A referência tem sentido aqui quando, neste dia seis de janeiro, comemoramos a fundação de Vigia. Não temos nenhuma placa, monumento ou estátua do fundador de Vigia, e a data do aniversário foi criada pelo então prefeito José Ildone Favacho Soeiro. E isso é verdade, embora esbarre na ficção, não havendo registro do feito há 406 anos. Dedicado à pesquisa da história local, o ex-prefeito incomodava-se com o fato de o município não ter uma data oficial para celebrar sua fundação. Então, ele criou a imaginada data – uma espécie de “estátua do fundador de Harvard”. Vale a absurda analogia. Bem que poderia ser a imagem, também fictícia, de Francisco Caldeira Castelo Branco, que fundou Belém a 12 de janeiro de 1616.

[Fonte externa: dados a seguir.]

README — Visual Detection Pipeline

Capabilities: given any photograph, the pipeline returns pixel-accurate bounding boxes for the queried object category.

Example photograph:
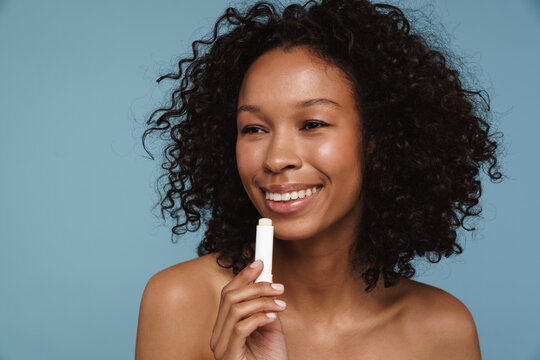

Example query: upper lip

Conta a crônica que, seis dias antes de instalar um forte na foz do Rio Guamá, a caravana inaugural da capital passara por uma aldeia de índios tupinambá. Tem lógica, considerando-se tempo, distância e marés entre Vigia e o Forte do Presépio.

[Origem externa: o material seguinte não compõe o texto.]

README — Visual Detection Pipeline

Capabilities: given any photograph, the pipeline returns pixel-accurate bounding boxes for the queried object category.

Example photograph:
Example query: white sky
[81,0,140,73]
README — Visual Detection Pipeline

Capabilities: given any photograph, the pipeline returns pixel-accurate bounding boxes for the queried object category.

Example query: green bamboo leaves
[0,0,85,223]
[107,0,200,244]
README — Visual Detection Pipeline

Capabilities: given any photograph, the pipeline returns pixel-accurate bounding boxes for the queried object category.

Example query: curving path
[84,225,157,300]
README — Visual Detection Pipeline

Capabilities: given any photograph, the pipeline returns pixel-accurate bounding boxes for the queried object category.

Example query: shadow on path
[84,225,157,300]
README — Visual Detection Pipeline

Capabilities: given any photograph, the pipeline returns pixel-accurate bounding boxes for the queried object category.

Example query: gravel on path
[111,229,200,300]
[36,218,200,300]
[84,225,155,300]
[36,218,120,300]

Uma das mais antigas narrativas sobre isso é de Domingos Antônio Raiol, o mais respeitado historiador paraense de todos os tempos. Sendo vigiense, o Barão de Guajará honra a Vigia (na biblioteca da Sociedade Cinco de Agosto ainda se encontram alguns dos cinco volumes do afamadíssimo “Motins Políticos” / 1865 – 1890), assim como John honra Harvard. A obra seminal da história do Pará e seus conflitos políticos do século XIX, tem um capítulo de acontecimentos sobre a terra do Barão, notadamente a Cabanagem.
A História é uma ciência dinâmica, sujeita a correções, revisões, ajustes na medida em que surgem novas fontes e versões. Mas as revisões não podem ser capricho para anular o passado, ou desconsiderar as contribuições de toda ordem, mesmo que uma estátua a imagem e a memória de personagens e episódios sejam ficção embalada por fatos carentes de suporte científico.

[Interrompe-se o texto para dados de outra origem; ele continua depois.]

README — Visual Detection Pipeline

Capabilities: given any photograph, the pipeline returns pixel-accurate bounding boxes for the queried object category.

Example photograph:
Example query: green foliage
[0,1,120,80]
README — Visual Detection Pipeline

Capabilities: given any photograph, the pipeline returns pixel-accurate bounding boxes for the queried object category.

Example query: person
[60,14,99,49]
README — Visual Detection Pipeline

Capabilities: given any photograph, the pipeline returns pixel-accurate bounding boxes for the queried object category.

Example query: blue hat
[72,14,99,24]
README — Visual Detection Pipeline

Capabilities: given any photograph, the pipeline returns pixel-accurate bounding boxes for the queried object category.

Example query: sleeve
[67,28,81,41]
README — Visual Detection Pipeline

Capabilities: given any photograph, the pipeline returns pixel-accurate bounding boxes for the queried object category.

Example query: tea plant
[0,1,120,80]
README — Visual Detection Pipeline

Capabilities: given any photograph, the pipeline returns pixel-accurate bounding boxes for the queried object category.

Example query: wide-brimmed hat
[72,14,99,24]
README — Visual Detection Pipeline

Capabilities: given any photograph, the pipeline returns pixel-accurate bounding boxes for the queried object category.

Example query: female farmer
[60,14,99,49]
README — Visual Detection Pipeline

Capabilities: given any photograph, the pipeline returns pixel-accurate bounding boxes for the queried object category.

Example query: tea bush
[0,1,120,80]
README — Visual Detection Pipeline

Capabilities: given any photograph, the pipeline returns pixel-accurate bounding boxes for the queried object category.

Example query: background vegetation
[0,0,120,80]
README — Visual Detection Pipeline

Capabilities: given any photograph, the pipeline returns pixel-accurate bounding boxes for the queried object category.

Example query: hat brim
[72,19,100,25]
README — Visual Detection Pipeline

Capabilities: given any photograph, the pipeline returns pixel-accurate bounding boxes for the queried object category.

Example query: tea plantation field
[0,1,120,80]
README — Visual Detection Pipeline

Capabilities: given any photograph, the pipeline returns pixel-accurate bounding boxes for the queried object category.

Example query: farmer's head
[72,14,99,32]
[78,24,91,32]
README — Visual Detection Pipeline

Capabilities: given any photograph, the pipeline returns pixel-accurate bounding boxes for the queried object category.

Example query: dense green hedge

A lógica, a geografia, os fatos militares e mercantis do século XVII, que provocaram os portugueses saírem de São Luis do Maranhão e ocupar a Amazônia Ocidental – mais tarde a área oriental – apontam que naqueles dias de janeiro de 406 anos atrás, a caravana de militares que fundou Belém passou por este lugar onde Vigia se acomoda.

A missão de Castelo Branco foi pobre em registros para a posteridade. Mesmo que ainda não se tenha encontrado documentos da passagem da caravana portuguesa pelo furo que conecta a Baía do Marajó à do Sol, separando a Ilha de Colares do continente, é justo que a Vigia tenha, mesmo por imaginação, e por legítima certeza, uma data para festejar como sua. E é por isso que se comemora o dia seis de janeiro como a data de fundação do lugar, cuja história é bastante pertinente aos acontecimentos de mais de quatro séculos passados, no contexto de domínio da colônia portuguesa na América.

Vigia faz parte da história amazônica com destaque político, social e cultural. Tudo que edifica e identifica nossa identidade. Mesmo que a estátua de Castelo Branco, ou de Pedro Teixeira possa ser uma miríade em frente o Guajará Mirim – que os índios tupinambás chamavam de Taubapará.

Se os norte-americanos têm orgulho da memória do cidadão que ajudou a construir um dos maiores centros de ciência do mundo, os vigienses precisam se sentir honrados cada vez mais com a história do lugar onde nasceram. Mesmo revisadas as narrativas que embalam o apreço, o pertencimento e o bem-querer por este lugar (e seus personagens) que não tem uma lenda, mas uma história apreciável a ser preservada.

Então, festejemos os 406 anos de fundação da Vigia com orgulho, emoção e comprometimento.

(Nélio Palheta é jornalista, escritor e secretário de Cultura de Vigia).